Вера шагала рядом с Саввой, бросала на него влюбленные взгляды и, вся отдаваясь мечте о счастье, как клятву, выговаривала слова песни:
У нее давно зажило расшибленное плечо и вернулись прежние задиристость и веселость. Агафья Степановна тоже поправилась. Филипп Петрович вдруг сбросил свою раньше времени одолевшую было его старческую немочь. В доме стало по-прежнему все хорошо — отчего и не быть ей снова веселой? Ну, а если прибавить еще, что Савва с матерью вел тихий разговор (который до слова подслушала Вера сквозь дверь) — и мать сказала Савве, что свадьбу нужно бы сыграть перед масленой: и еще, если своими глазами (и тоже тайком) Вера видела купленную для нее фату, тонкую и серебристую, как летнее облачко, и белые восковые цветы…
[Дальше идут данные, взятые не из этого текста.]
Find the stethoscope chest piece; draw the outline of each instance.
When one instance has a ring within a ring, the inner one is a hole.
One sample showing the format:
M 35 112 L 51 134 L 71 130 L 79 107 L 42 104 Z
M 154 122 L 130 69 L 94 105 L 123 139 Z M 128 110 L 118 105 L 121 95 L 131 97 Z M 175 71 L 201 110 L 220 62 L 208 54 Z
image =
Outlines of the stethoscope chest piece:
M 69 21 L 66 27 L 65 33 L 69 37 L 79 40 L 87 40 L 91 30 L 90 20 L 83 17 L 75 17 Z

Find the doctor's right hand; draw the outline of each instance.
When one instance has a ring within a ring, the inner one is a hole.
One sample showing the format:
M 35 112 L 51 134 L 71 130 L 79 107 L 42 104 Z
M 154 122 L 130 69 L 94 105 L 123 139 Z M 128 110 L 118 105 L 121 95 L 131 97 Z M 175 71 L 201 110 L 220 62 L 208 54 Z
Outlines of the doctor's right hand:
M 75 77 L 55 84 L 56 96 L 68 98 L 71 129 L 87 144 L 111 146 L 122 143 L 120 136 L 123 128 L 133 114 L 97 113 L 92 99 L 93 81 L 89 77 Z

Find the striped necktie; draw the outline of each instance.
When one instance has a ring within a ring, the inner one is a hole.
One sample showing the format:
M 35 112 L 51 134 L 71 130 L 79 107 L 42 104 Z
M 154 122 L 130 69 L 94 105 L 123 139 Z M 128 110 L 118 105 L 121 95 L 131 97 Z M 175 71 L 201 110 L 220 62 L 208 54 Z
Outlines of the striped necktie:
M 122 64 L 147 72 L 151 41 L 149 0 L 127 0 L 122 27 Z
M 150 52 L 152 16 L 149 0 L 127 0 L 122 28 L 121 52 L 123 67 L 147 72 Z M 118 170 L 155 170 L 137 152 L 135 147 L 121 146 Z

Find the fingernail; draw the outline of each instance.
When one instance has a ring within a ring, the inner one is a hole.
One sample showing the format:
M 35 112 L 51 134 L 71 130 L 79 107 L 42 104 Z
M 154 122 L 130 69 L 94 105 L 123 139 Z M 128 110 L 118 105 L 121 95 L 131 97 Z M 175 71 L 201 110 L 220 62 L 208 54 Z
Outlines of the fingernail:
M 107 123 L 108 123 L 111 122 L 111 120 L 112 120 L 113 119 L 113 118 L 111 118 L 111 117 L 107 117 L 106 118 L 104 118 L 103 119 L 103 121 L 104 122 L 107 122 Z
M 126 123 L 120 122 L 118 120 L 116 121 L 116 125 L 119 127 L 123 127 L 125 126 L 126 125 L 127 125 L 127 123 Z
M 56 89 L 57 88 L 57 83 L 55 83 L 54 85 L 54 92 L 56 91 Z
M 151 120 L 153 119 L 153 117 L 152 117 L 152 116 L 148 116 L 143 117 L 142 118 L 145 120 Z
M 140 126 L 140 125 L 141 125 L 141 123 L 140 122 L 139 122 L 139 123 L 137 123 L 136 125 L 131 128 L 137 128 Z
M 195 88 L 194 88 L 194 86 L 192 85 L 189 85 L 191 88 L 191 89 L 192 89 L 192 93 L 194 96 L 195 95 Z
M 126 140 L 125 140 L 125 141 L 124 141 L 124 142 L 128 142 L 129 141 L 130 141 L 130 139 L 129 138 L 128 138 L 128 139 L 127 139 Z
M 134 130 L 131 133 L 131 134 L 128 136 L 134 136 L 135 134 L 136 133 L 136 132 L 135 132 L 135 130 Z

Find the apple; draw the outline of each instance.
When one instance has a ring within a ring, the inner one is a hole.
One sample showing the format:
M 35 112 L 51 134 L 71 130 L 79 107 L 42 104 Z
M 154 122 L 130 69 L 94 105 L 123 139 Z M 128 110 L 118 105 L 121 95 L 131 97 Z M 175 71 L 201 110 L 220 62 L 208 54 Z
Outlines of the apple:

Лиза, пригибаясь против ветра, несла расшитое золотыми словами красное знамя. Оно шумно трепетало у нее над головой, а когда ветер спадал, мягко струилось по плечам. Лавутин спрашивал:
— Не тяжело ли?
Лиза готова была со знаменем в руках обойти всю землю вокруг. Ветер бил прямо в грудь, а знамя, казалось, летело ему навстречу, и оттого становилось хорошо и легко. Не поворачивая головы назад, Лиза чувствовала, что за нею — нет, не за нею, за знаменем — могуче льется река человеческая, и вся сила, вся мощь этой реки неведомым током вошла в полотнище кумача, пытающего высоко на древке, зажатом в ее руках. Она несет в себе эту силу! Разве может она устать?